Okay i know that both founders of Jinenkan and Genbukan started in the Bujinkan. My question is what were there reasons for leaving and starting their own orginizations. What did they not like about the Bujinkan?

I thank any response

:asian:


----------



## Jay Bell (Feb 1, 2003)

I know it wasn't your intention, Timothy...but the answers to those questions are speculation....and could easily start a flame war.

Just tuck it away as Manaka sensei and Tanemura sensei went and found their own individual paths..


----------



## Pyros (Feb 5, 2003)

> _Originally posted by Mon Mon _
> *My question is what were there reasons for leaving and starting their own orginizations.  *



First of all: as already said, any answer you get is speculation. That applies to this one too. Anyone who sees an error, please feel free to correct it. I'm just parrotting what I've read and heard. No personal inside knowledge here.

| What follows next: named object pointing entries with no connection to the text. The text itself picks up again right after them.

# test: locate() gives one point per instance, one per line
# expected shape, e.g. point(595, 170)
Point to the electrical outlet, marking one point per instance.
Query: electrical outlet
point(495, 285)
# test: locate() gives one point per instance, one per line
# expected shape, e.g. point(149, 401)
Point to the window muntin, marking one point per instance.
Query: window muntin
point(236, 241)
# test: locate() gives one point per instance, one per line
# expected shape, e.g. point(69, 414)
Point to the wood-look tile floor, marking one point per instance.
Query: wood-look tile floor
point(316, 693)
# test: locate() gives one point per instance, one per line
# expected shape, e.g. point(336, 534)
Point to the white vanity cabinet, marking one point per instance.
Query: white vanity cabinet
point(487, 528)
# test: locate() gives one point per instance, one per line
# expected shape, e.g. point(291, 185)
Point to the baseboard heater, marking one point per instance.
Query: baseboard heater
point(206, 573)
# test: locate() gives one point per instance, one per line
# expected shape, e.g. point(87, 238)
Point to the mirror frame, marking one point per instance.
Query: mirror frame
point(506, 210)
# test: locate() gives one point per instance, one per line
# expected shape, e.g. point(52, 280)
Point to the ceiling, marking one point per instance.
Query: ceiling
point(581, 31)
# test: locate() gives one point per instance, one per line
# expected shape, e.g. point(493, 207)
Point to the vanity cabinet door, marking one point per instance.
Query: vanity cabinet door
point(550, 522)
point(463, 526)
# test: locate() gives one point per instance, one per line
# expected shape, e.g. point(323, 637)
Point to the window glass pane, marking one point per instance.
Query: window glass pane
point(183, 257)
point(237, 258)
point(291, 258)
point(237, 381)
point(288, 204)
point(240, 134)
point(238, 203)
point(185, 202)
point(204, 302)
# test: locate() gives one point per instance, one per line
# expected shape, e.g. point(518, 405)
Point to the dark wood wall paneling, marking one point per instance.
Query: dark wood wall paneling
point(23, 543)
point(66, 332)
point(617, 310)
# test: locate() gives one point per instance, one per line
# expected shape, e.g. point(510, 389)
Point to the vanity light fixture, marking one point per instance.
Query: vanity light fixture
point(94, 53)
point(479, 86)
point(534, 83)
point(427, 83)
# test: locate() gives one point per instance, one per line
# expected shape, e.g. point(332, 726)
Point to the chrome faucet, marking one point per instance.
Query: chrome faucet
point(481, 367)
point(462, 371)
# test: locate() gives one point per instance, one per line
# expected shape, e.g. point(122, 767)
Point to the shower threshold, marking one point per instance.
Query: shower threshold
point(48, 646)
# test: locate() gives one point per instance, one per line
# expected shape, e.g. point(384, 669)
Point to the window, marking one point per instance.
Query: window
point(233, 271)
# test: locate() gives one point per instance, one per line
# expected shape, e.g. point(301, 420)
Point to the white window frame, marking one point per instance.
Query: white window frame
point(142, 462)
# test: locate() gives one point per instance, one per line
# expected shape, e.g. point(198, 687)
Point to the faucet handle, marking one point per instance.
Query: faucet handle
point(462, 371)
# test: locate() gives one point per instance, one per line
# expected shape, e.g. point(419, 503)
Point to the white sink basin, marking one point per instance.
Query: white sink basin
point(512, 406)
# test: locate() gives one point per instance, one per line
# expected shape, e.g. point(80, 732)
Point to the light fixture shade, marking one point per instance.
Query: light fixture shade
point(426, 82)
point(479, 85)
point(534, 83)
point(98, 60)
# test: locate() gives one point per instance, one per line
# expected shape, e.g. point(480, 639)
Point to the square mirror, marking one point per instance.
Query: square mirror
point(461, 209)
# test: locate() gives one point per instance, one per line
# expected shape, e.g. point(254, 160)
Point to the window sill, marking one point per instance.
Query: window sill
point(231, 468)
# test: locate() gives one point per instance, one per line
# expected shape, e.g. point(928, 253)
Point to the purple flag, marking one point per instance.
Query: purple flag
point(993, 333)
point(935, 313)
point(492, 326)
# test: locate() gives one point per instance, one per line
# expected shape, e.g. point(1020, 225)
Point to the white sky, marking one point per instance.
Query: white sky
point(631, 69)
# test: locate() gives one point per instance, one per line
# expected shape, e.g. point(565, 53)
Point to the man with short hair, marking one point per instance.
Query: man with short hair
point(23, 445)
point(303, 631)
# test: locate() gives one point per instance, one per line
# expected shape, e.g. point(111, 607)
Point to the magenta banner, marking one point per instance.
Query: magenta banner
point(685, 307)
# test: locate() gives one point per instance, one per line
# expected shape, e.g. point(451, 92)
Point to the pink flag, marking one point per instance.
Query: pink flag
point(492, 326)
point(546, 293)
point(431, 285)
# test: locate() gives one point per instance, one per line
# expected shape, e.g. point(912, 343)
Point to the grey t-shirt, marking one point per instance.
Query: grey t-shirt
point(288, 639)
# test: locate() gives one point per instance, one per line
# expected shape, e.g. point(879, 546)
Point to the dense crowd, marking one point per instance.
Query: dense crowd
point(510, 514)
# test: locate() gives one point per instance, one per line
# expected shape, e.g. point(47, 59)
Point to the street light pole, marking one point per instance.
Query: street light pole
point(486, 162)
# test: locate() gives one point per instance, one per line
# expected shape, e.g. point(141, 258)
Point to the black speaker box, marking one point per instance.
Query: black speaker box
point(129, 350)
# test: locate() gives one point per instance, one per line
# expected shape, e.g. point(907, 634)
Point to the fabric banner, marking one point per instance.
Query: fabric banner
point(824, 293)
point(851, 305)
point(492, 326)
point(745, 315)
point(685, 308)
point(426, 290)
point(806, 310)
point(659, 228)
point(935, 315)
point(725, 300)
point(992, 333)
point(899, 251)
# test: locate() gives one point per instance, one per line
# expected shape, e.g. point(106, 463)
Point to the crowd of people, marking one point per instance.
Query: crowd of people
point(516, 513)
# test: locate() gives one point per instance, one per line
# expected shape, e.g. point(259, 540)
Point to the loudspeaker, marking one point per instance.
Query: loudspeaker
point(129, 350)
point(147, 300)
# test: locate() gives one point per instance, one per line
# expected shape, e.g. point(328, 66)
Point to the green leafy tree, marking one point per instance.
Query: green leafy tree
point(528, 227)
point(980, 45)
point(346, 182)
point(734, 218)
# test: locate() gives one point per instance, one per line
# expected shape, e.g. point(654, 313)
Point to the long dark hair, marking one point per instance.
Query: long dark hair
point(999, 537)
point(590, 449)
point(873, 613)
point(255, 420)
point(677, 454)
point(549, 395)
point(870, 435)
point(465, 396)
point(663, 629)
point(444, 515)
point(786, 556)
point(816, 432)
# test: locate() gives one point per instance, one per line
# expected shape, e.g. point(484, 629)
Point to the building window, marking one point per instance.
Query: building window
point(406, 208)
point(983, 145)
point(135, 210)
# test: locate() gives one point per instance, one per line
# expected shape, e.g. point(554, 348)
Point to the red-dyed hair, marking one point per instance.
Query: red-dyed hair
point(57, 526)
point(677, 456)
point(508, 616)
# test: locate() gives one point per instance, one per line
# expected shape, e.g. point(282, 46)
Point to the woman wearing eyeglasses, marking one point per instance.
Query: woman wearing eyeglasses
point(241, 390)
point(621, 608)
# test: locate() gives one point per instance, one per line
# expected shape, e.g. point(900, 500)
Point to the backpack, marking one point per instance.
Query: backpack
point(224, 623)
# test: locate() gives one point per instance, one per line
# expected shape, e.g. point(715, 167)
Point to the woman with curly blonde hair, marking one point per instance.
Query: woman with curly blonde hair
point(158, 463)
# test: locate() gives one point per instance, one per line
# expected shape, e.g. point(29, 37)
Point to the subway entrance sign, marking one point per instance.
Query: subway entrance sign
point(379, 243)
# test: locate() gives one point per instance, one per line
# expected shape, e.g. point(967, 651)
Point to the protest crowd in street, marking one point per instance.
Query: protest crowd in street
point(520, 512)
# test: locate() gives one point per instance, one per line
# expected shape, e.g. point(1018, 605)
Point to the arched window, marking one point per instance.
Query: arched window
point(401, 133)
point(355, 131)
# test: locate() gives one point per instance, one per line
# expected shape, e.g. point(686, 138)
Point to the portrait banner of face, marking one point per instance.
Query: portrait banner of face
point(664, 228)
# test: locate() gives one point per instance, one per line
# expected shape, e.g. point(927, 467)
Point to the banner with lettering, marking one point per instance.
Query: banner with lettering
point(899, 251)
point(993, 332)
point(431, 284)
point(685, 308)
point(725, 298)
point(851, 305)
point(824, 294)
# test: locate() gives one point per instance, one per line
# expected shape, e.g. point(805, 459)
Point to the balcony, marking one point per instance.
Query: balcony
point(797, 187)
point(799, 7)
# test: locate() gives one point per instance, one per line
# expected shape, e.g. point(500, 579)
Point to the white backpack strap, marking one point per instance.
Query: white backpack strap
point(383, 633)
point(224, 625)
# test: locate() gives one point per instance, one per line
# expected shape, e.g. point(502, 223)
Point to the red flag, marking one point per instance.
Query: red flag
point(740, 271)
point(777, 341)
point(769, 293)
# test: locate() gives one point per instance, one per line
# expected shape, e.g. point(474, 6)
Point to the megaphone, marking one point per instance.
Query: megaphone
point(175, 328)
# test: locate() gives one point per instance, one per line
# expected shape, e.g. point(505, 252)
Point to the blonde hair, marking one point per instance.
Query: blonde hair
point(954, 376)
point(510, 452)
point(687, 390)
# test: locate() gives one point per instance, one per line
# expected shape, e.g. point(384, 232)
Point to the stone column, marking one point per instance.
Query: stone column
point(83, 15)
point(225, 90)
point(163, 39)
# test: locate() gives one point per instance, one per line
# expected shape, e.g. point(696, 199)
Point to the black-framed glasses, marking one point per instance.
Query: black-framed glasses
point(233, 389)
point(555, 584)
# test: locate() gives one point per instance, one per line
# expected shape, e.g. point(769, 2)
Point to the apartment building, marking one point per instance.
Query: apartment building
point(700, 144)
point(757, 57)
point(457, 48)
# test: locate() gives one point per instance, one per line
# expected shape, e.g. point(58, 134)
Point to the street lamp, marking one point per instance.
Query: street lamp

Well, the founder of Jinenkan had some periods when he was far away from Hatsumi for long periods of time. During those times, he was only able to train the very basics (Kihon Happo and what he could derive from that). The Bujinkan stuff went on but he kept drilling the basics. Later he was more involved in the Bujinkan stuff, but already had some different opinions about the curriculum. Many people on his level, didn't know the basics as well as he did, though he hadn't seen that much of the advanced stuff on the other hand. The reasons for the separation itself are not public, but what I told above is what characterises the Jinenkan curriculum. They focus very strictly on forming an excellent base of the kihon techniques before you go on applications.

It's the age old shu-ha-ri cycle. Bujinkan goes from shu to ha quite fast. Jinenkan stays in the shu phase for much much longer. They feel the ha phase is better if you worked harder in the shu phase. Bujinkan on the other hand feel you become better faster if you see lots of the variations of everything.

I'm not commenting anything about which is better or worse here, just telling what differences to expect if you take one or the other.

Genbukan has also something that is more like Jinenkan, and less like Bujinkan. The Bujinkan syllabus is quite open-ended. The instructor of a dojo can pretty much give belts based on his own preferences, but of course according to Bujinkan general guidelines. Genbukan and Jinenkan on the other hand have a strict belt-to-belt syllabus, so where ever you study Genbukan, or Jinenkan, the techniques for a certain belt rank are exactly the same, unlike in Bujinkan.


----------